No pensemos en la población mundial que puntual y en bola confluye en el mismo momento histórico, ahorita. Tampoco en toda la aldea global interconectada. De entre los que hoy por hoy plagamos el planeta, pensemos solamente en los que conforman la masa crítica o medianamente crítica o por lo menos consciente. Ellos, ellas, usted y yo, ¿cómo percibimos nuestra propia época? En cierta forma me refiero al genius seculi, al dichoso espíritu de la época, el Zeitgeist, pero más precisamente a lo que José Ortega y Gasset conceptualizó como “la altura de los tiempos”.
Según el filósofo español, cada época se percibe a sí misma con una determinada altimetría respecto a las otras, las pretéritas y a las futuras, más alta o más baja. Nosotros seguimos deslumbrados por la engreída ideología del Siglo de las Luces, y por eso solemos creer que siempre se ha apreciado el pasado como inferior al presente. Es una noción obtusa. “Ni todas las edades se han sentido inferiores a alguna del pasado, ni todas se han creído superiores a cuantas fueron y recuerdan”, explica el madrileño (La rebelión de las masas, 1929). Vale entonces la pregunta: ¿cómo percibimos nuestra propia época? ¿Cómo nos sentimos respecto al pasado y frente al porvenir?
Quizá su primera respuesta, hipotético lector, sea que no existe una percepción generalizada, que, a diferencia de todo lo demás, tanto la amargura y la nostalgia, como el optimismo y el pesimismo sí están bien repartidos en el mundo. Ciertamente, no es difícil encontrar posturas extremas. Por ejemplo, en 2018, se publicó un libro del sueco Hans Rosling (1948-2017) que pronto se convertiría en un best seller internacional, Factfulness (Sceptre), un vocablo intraducible al español, pero cuyo subtítulo explicita el empeño del autor: Diez razones por las que estamos equivocados sobre el mundo y por qué las cosas están mejor de lo que se piensa. Al igual que hace Steven Pinker (Montreal, 1954) en Enlightenment Now (2018), el planteamiento es simple y se presenta como contundente: las cosas están de maravilla y nos tocó vivir una época extraordinariamente buena, la mejor de todas, de tal forma que quienes no lo perciben así sencillamente están equivocados.
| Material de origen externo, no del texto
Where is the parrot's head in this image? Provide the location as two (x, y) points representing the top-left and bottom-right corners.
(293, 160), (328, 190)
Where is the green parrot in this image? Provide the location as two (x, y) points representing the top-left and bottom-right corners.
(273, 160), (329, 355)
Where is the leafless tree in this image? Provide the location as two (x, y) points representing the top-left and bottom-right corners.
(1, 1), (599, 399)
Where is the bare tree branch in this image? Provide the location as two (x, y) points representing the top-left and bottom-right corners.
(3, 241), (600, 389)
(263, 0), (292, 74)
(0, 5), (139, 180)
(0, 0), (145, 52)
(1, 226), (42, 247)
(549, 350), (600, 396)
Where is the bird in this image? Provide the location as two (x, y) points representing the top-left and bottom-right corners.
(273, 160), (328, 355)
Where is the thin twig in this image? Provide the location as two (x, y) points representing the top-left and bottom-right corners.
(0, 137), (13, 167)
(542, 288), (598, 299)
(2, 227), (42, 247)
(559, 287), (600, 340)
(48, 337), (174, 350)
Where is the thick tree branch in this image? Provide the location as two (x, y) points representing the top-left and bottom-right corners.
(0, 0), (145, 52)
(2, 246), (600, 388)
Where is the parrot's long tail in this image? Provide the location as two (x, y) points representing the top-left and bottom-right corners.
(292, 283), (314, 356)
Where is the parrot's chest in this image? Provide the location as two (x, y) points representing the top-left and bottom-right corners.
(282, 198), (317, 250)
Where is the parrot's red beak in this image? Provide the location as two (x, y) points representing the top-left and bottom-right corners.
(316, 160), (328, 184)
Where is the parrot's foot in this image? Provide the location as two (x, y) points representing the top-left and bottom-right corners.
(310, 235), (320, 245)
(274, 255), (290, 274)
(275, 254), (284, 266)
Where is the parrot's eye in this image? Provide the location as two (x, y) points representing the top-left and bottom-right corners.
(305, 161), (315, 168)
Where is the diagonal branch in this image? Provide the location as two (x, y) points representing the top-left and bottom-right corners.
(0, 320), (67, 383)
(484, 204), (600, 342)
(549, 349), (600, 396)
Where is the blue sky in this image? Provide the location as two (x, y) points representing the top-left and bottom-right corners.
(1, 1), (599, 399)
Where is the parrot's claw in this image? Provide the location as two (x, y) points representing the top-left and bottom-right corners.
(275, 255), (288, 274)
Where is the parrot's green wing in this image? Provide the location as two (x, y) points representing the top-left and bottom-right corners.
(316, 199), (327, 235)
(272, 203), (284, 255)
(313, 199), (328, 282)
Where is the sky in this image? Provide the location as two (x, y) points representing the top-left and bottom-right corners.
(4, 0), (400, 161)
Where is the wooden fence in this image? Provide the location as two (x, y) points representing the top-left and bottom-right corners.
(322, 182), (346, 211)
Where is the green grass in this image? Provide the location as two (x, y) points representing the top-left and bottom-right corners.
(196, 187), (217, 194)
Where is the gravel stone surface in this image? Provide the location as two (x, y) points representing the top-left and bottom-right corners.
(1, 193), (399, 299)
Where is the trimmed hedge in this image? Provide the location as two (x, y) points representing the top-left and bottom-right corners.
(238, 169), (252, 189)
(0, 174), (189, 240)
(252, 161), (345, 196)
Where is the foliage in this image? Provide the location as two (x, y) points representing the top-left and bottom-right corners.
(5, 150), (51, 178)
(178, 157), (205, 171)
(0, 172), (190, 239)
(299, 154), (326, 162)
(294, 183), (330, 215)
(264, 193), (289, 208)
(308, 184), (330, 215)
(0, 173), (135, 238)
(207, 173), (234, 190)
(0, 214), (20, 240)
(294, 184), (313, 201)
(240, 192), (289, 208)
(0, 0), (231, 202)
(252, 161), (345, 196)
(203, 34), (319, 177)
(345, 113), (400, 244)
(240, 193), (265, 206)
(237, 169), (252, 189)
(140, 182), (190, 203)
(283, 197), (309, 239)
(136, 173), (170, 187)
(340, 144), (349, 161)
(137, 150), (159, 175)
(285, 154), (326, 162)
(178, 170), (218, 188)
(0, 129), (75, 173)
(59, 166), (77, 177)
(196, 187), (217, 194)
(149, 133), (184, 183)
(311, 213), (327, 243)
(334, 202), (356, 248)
En el extremo opuesto están las perspectivas, más que pesimistas, apocalípticas. El sociólogo alemán Wolfgang Streeck (1946) —director emérito del Instituto Max Planck para el estudio de las sociedades— sostiene en su libro How Will Capitalism End? (Verso Books, 2016) que el mundo está desbarrancándose en un interregno, un período de discontinuidad en el orden social, conforme el capitalismo se derrumba sobre sí mismo. En su ensayo The demise of the nation state (2018), Rana Dasgupta (Canterbury, 1971) argumenta que el acabóse no sólo es un asunto de dólares y algoritmos, sino también sociopolítica: la debacle del Estado Nación “no es un evento meramente ‘económico’ o ‘tecnológico’. Es un trastorno de la época, que deja a la población destrozada y sin recursos”. Más drástica, la tesis central de The End of the Megamachine (Zero, 2020) del alemán Fabian Scheidler (1968) es que este modelo civilizatorio ya dio de sí, y que, en efecto, vivimos su colapso.
¿Entonces? ¿Cómo percibimos nuestra propia época? La mejor respuesta que he encontrado la ofrece, sin querer, el mismo Ortega y Gasset. Me explico… Comentaba aquí la semana pasada que Noam Chomsky (Filadelfia, 1928) establece un paralelismo entre la actualidad y los años posteriores a la Gran Depresión y previos al estallido de la II Guerra Mundial, es decir, justo cuando don José publicó La rebelión de las masas. El tino de Chomsky al señalar la semejanza entre aquellos años y los nuestros se evidencia en la descripción que Ortega y Gasset hace de la autopercepción de aquel tiempo: “No es fácil de formular la impresión que de sí misma tiene nuestra época: cree ser más que las demás, y a la par se siente como un comienzo, sin estar segura de no ser una agonía. ¿Qué expresión elegiríamos? Tal vez ésta: más que los demás tiempos e inferior a sí misma. Fortísima y a la vez insegura de su destino. Orgullosa de sus fuerzas y a la vez temiéndolas.” No podría enunciar mejor nuestro presente.